Jakarta, Aktual.com – Sriwijaya Air yang kini urusan operasional dan finansialnya diambil alih oleh Garuda Indonesia kian hari kian membaik. Anak perusahaan dari Citilink ini, kini keberadaannya diakui sebagai maskapai penerbangan terbesar ketiga di Indonesia, dan telah menyabet beberapa penghargaan.
Dengan kembali bersatunya Garuda Indonesia dan Sriwijaya Air membuat banyak penumpang yang jadi langganan Sriwijaya lega. Kini mereka bisa kembali membeli tiket Sriwijaya Air, terbang dan menikmati pelayanannya seperti biasa.
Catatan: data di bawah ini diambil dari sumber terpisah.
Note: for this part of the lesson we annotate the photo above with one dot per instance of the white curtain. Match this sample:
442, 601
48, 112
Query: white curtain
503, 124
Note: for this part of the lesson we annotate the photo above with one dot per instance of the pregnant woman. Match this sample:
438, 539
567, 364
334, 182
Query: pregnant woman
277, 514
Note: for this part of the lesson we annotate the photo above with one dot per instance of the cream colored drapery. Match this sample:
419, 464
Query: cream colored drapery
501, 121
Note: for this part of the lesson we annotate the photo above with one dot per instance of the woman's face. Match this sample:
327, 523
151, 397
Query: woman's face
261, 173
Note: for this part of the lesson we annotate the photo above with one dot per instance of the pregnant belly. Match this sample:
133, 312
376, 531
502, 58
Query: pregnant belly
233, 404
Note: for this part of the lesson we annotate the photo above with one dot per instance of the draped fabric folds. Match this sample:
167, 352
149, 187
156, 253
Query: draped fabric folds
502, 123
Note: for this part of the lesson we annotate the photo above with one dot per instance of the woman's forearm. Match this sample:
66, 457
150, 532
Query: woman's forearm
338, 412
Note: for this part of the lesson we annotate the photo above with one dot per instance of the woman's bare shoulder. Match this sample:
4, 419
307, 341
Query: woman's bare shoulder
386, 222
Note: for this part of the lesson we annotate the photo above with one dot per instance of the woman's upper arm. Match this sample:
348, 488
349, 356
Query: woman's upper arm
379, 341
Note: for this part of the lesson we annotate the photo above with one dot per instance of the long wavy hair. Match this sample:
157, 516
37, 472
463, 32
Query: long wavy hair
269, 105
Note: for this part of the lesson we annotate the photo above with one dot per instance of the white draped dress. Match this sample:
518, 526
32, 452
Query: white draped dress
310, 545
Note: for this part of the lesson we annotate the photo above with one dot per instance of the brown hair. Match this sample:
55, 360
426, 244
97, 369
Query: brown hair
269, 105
Bicara soal Sriwijaya Air tentu tidak lengkap kalau tidak membahas sepak terjang salah satu pendirinya, Chandra Lie. Bersama dengan Hendry Lie, Andi Halim and Fandy Lingga, Chandra mendirikan Sriwijaya di tahun 2003. Tapi siapa sangka, di balik kesuksesannya membangun salah satu maskapai terbesar di Indonesia itu, Chandra sebelumnya sama sekali tak punya pengalaman di bisnis aviasi.
Ide untuk merintis bisnis penerbangan komersil berawal dari pengalaman Chandra yang kerap kesulitan pulang kampung. Dia mengeluh akan sulitnya akses transportasi dari kota ke kampungnya di Pangkal Pinang. Pulang ke daerah saat itu sangat sulit, hingga naik kapal laut pun belum tentu bisa.
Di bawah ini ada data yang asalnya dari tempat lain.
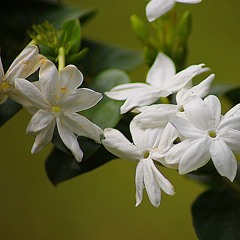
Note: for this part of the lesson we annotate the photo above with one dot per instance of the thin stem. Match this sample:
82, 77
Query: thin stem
61, 58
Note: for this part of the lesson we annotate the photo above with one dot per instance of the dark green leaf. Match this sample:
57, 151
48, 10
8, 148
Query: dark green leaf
216, 215
103, 56
61, 166
7, 110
Dalam seminggu hanya ada tiga kali penerbangan. Penumpang naik bersama ayam dan hasil pertanian. Di sanalah Chandra melihat adanya peluang: transportasi udara yang menghubungkan kota besar dengan daerah-daerah di luar pulau Jawa.
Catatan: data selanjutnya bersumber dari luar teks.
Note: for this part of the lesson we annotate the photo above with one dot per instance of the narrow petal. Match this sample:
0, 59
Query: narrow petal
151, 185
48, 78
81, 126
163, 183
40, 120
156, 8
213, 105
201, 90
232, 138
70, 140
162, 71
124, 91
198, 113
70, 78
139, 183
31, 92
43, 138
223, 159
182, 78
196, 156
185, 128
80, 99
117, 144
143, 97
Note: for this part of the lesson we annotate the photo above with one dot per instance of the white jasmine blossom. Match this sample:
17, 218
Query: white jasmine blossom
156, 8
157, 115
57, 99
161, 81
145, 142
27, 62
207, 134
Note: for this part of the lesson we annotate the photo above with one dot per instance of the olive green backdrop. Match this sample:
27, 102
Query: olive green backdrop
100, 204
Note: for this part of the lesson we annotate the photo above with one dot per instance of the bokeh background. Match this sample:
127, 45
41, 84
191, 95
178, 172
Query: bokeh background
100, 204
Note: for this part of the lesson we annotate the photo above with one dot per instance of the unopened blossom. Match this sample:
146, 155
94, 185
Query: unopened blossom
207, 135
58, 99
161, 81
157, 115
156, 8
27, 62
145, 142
Ketika menekuni bisnis pariwisata inilah Chandra berkenalan dengan bisnis aviasi. Untuk kepentingan pelanggan, dia sering menyewa pesawat jenis Fokker dan Boeing dari beberapa perusahaan penerbangan, seperti Pelita Air Service, Bouraq, Nurman Avia, Merpati dan Bali Air.